A new poll conducted by a professor of sociology shows that 54% of Icelanders are against joining the European Union, and the greatest opposition arises from distinct demographics.
It is the platform of the government that Iceland join the EU, and the country is currently in accession talks with the organisation. The matter remains a contentious one, however, and Icelanders have seldom shown a solid consensus on joining or not.
RÚV reports that a new online poll conducted by Rúnar Vilhjálmsson, a professor of sociology at the University of Iceland, shows that 54% of Icelanders are against joining the EU and only 27.5% support it. 18.7% said they were neutral on the matter. The poll was conducted over a period of two days, and sent out to 1,900 people of different ages, locations, levels of education and income. Of those reached, 67% responded.

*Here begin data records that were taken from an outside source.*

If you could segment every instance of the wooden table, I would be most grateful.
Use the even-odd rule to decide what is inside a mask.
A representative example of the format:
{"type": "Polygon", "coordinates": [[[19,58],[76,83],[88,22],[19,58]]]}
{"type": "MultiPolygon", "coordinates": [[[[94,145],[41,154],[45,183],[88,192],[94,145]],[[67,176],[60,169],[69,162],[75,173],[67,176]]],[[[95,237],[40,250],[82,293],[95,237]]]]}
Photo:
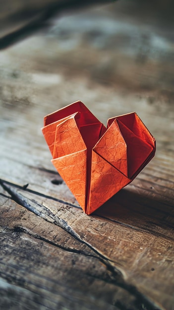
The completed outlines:
{"type": "Polygon", "coordinates": [[[132,36],[116,32],[123,17],[107,12],[61,17],[0,53],[1,310],[174,309],[174,46],[137,21],[132,36]],[[40,130],[78,100],[105,124],[135,110],[157,140],[153,160],[91,216],[40,130]]]}

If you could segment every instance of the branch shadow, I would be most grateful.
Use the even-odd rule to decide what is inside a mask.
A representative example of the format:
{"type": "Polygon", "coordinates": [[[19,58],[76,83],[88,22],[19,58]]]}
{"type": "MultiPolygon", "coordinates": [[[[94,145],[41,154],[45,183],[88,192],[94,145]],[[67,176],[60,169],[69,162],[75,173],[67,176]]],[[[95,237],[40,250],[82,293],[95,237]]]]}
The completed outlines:
{"type": "MultiPolygon", "coordinates": [[[[166,193],[167,195],[167,193],[166,193]]],[[[114,195],[94,215],[174,240],[174,205],[172,199],[153,192],[129,188],[114,195]]]]}

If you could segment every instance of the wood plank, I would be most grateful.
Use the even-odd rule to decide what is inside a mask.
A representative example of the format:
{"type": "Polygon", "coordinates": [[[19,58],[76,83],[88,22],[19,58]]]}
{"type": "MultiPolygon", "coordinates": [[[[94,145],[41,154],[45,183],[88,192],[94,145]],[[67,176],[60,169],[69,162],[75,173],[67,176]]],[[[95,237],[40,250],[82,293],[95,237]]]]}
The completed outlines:
{"type": "MultiPolygon", "coordinates": [[[[89,35],[82,21],[89,20],[91,11],[81,14],[71,20],[74,43],[77,20],[83,37],[89,35]]],[[[100,27],[102,21],[106,25],[105,10],[93,14],[100,27]]],[[[60,19],[60,29],[65,31],[66,22],[60,19]]],[[[2,310],[171,310],[173,306],[174,111],[170,80],[164,82],[169,92],[165,96],[158,84],[158,74],[168,67],[172,76],[169,55],[173,47],[165,50],[165,65],[160,57],[155,61],[150,56],[147,64],[137,64],[132,55],[108,47],[113,37],[100,29],[105,50],[83,39],[66,50],[55,29],[52,37],[51,31],[1,52],[2,310]],[[121,60],[120,69],[112,71],[110,63],[121,60]],[[133,73],[127,74],[132,68],[149,85],[153,77],[152,89],[145,90],[138,79],[132,79],[133,73]],[[107,79],[110,85],[103,83],[107,79]],[[40,130],[45,115],[79,99],[105,124],[108,118],[136,110],[157,140],[153,160],[90,216],[54,170],[40,130]]]]}

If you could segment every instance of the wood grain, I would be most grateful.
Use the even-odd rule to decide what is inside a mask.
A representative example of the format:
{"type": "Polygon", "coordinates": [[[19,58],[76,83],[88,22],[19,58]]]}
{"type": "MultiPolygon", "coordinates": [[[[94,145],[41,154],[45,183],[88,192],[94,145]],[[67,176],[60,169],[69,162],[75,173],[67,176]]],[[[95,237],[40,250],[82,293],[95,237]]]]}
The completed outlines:
{"type": "MultiPolygon", "coordinates": [[[[81,14],[73,22],[72,17],[72,29],[78,18],[81,29],[82,20],[93,22],[91,11],[81,14]]],[[[105,14],[95,11],[99,24],[105,22],[105,14]]],[[[65,29],[63,21],[59,27],[65,29]]],[[[149,56],[140,64],[119,50],[114,55],[113,47],[105,45],[109,34],[103,35],[106,49],[97,49],[84,41],[87,27],[77,45],[72,41],[71,50],[66,50],[67,36],[64,41],[53,31],[52,37],[52,31],[38,35],[0,55],[0,309],[171,310],[172,69],[170,78],[164,78],[164,94],[158,84],[160,73],[165,76],[161,58],[149,56]],[[84,51],[89,52],[85,59],[84,51]],[[112,71],[107,59],[114,66],[116,58],[123,62],[118,71],[112,71]],[[132,75],[127,74],[130,69],[132,75]],[[124,78],[116,83],[121,71],[124,78]],[[137,72],[146,85],[154,79],[151,89],[132,78],[137,72]],[[103,83],[109,80],[110,85],[103,83]],[[44,115],[78,100],[105,124],[109,117],[135,110],[157,140],[153,160],[91,216],[54,170],[40,130],[44,115]]],[[[167,56],[166,69],[171,61],[167,56]]]]}

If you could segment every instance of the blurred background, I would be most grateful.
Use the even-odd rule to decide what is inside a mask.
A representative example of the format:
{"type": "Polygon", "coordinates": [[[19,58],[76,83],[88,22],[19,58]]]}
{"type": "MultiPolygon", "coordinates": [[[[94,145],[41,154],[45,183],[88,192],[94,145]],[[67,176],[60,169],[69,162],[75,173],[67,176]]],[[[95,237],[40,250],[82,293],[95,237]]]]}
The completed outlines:
{"type": "Polygon", "coordinates": [[[2,119],[15,118],[16,134],[32,121],[31,134],[43,144],[44,116],[80,100],[105,124],[109,117],[135,110],[158,137],[158,145],[170,151],[173,1],[98,1],[86,6],[84,1],[83,7],[80,2],[0,1],[2,119]]]}

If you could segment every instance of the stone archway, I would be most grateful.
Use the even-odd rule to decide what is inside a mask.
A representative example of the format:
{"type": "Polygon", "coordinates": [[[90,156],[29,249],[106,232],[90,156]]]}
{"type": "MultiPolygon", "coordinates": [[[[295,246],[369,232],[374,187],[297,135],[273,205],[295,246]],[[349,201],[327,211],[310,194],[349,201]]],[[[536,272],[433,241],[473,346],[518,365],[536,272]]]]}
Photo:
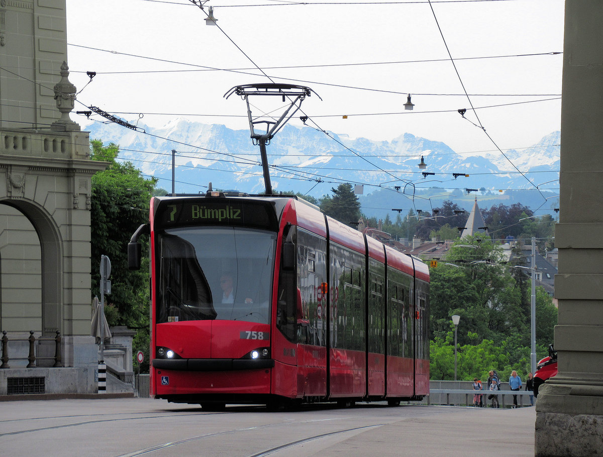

The greatest opposition to joining the EU comes from people living in the countryside, and people with less education and lower incomes were also more likely to oppose joining the EU than those with university degrees and higher incomes. There is also strong opposition to join among people associating themselves with all of Iceland’s political parties, except for Social Democrats, where support was high.
Rúnar says the poll results show that people against joining the EU have a stronger opinion on the matter than those who support accession. As the question of joining will, if talks go well, lead to a public referendum on the matter, this stronger sense of conviction could lead to results quite different from the government’s wishes.